There was an immediate sense of irony for the union, which represents more than 32,500 Boeing workers and ended a 69-day strike Thursday.
In the last Machinists strike at Boeing before then, in 1989, one of the big issues was mandatory overtime. The ink was barely dry on that contract before layoffs began, although production kept increasing into 1991.
This time one of the key strike issues was job security.
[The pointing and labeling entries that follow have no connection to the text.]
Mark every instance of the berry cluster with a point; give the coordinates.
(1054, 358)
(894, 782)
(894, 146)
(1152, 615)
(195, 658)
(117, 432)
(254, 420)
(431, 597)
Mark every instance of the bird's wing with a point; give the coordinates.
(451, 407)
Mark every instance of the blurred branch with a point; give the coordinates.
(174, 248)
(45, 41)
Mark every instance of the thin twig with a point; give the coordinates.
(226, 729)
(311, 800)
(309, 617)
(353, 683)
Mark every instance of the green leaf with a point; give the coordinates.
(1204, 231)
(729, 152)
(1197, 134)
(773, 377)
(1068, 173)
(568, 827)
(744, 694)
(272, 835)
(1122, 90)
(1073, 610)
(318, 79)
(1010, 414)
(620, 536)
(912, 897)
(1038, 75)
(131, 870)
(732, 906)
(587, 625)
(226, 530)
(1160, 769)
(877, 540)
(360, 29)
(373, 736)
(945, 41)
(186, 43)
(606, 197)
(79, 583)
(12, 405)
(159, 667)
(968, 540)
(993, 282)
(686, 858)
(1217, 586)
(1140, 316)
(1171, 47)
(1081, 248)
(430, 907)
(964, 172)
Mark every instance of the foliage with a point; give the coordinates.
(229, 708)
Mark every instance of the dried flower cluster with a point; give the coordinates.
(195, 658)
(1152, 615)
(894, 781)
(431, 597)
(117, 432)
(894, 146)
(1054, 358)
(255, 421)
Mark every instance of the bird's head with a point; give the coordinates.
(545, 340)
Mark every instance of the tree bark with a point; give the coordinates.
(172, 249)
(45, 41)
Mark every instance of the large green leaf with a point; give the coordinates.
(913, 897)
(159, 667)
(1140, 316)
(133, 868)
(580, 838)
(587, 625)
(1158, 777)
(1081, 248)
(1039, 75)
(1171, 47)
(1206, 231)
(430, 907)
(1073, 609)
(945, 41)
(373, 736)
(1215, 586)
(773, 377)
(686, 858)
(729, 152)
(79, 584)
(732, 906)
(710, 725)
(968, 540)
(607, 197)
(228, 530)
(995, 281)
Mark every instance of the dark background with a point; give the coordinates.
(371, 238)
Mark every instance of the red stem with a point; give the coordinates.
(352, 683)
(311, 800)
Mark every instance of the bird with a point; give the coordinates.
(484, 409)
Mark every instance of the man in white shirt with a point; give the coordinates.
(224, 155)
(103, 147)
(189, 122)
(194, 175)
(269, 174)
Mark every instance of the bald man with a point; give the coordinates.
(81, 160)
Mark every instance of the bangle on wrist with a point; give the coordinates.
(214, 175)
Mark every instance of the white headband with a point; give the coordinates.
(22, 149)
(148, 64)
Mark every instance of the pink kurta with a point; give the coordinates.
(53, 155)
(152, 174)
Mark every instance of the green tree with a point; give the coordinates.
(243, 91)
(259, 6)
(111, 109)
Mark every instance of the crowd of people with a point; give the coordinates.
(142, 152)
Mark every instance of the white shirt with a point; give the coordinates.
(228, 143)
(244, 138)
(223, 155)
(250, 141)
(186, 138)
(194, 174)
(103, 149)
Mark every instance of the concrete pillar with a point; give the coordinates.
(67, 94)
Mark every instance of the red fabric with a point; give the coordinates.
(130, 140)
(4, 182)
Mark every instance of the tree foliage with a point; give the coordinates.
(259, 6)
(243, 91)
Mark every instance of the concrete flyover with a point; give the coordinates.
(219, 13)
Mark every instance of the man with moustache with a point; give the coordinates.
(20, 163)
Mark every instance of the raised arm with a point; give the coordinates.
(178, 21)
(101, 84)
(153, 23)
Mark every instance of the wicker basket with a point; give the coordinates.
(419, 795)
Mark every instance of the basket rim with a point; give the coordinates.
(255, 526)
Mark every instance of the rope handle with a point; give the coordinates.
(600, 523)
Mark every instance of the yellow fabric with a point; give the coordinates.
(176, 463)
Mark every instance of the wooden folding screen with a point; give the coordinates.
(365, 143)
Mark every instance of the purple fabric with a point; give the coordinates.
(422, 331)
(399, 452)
The final contract issue to be resolved was a provision that assures retraining or reassignment of workers displaced by subcontracting.
“Now this one’s over, it looks like they’re going to start hiring,” Kelliher said.
Here is a model-by-model look at production rate changes announced Tuesday:
737 - Now seven a month, going to eight and a half in the fourth quarter.
747 - Now two a month, going to three and a half.
757 - Now four a month, dropping to three a month in September, three months later than planned.
767 - Now three and a half a month, going to four in the fourth quarter.
777 - Now unannounced, set at three and a half a month by the third quarter and five a month by the first quarter of 1997.